さすがにパリダロワイヨで修行、数々の賞を獲得した洋子に学ぶことは多いようで、熱心に洋菓子作りに取り組んでいる。
「うん、奈津美ちゃんは、なかなか筋がいいね、さすが木村親方の指導がいいからかな、何しろ一つ一つの作業が丁寧です」
洋子も、奈津美の仕事ぶりに満足した様子。
「はい、ありがとうございます。学ぶことが多くて、新鮮です」
奈津美も、面白くて仕方がない様子である。
「それでね、奈津美ちゃん、日曜日は史君が珈琲とか紅茶を淹れるってことなんだけど、話は聞いたと思うけれど、出てこれないからさ」
洋子は奈津美を珈琲ミルの前に呼んだ。
そして、使い方を教えている。
「はい、わかりました」
奈津美も小さなノートにメモを取り、その後は実際に挽いてみる。
「いい香りですね、これは・・・」
どうやら珈琲ミルで豆を挽くのは初めてらしい。
少し感激気味である。
「で、淹れ方は・・・」
洋子が説明をしようとすると、奈津美はさっとドリッパーと紙フィルター、サーバーをセットする、本当に動きが速い。
「あ、私、淹れてみます」
奈津美は、挽いた珈琲の粉を10gほどフィルターに入れ、少し揺すって平らにならした。

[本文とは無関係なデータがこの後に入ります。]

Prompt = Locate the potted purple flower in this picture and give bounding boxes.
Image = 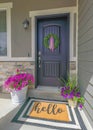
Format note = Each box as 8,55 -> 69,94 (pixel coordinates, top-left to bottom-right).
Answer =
3,69 -> 34,104
60,76 -> 84,108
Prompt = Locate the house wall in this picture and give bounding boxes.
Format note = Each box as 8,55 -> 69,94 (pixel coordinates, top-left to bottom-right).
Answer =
78,0 -> 93,127
0,0 -> 76,91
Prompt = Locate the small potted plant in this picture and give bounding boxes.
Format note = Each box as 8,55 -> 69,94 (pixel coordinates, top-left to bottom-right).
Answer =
3,69 -> 34,104
60,76 -> 84,108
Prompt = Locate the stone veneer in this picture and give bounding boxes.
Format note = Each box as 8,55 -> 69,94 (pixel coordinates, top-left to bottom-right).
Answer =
0,62 -> 35,92
0,61 -> 76,92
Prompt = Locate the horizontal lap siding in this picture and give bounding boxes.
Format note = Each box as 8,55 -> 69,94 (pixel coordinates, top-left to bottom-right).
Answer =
78,0 -> 93,127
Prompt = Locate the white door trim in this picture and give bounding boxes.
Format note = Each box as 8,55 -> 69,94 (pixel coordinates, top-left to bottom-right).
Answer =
29,6 -> 78,61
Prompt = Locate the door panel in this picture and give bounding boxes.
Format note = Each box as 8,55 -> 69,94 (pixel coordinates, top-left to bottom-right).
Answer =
37,15 -> 69,86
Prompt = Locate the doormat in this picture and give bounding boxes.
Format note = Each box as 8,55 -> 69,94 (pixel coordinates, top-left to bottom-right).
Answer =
29,101 -> 70,122
11,97 -> 87,130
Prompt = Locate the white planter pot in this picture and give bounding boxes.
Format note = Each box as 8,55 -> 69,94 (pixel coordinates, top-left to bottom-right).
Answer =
11,86 -> 28,104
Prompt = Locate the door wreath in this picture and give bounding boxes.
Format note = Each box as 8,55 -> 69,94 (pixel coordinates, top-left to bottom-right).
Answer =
44,34 -> 60,49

そして、珈琲の粉の面より3~4㎝の高さから、少量のお湯を全体にゆっくり注ぐ。
コーヒーの粉面がドーム状に膨らんでくる。
そのまま、20~30秒ほどそのままに蒸らす。
それから、粉の表面にまんべんなく、お湯は細く垂直に「の」の字を書いて、注いでいる。
「うん、正統派だね、習ってきたの?」
洋子は、その目を丸くした。
「はい、まず親方が珈琲が好きってこともありますが、この間史君の淹れ方を見せてもらいました」
奈津美の小さなメモ帳には、その淹れ方と日付まで書いてある。
「うん、しっかり美味しい、これなら任せられるかなあ」
「洋菓子に加えて珈琲と紅茶だと大変かな」
洋子は、珈琲を飲みながら、一応奈津美の気持ちを確認した。
「いえいえ、淹れさせてもらうだけで、感激です」
「こちらからお願いしたいくらいです」
奈津美は、にっこりと笑う。
「それでね、洋子さん」
今度は、奈津美から洋子に声をかけた。
「うん、何かな」
洋子は、奈津美の顔を見た。
「史君のリハビリとか、病院通いとか、時間が空いている時なら、私が手伝います」
「少しでも役に立ちたくて」
奈津美は、真顔である。
「え?それは時間が空いている時ならいいけれど・・・」
「そこまでする理由があるの?」
洋子は、奈津美の真顔に、「何か」を感じている。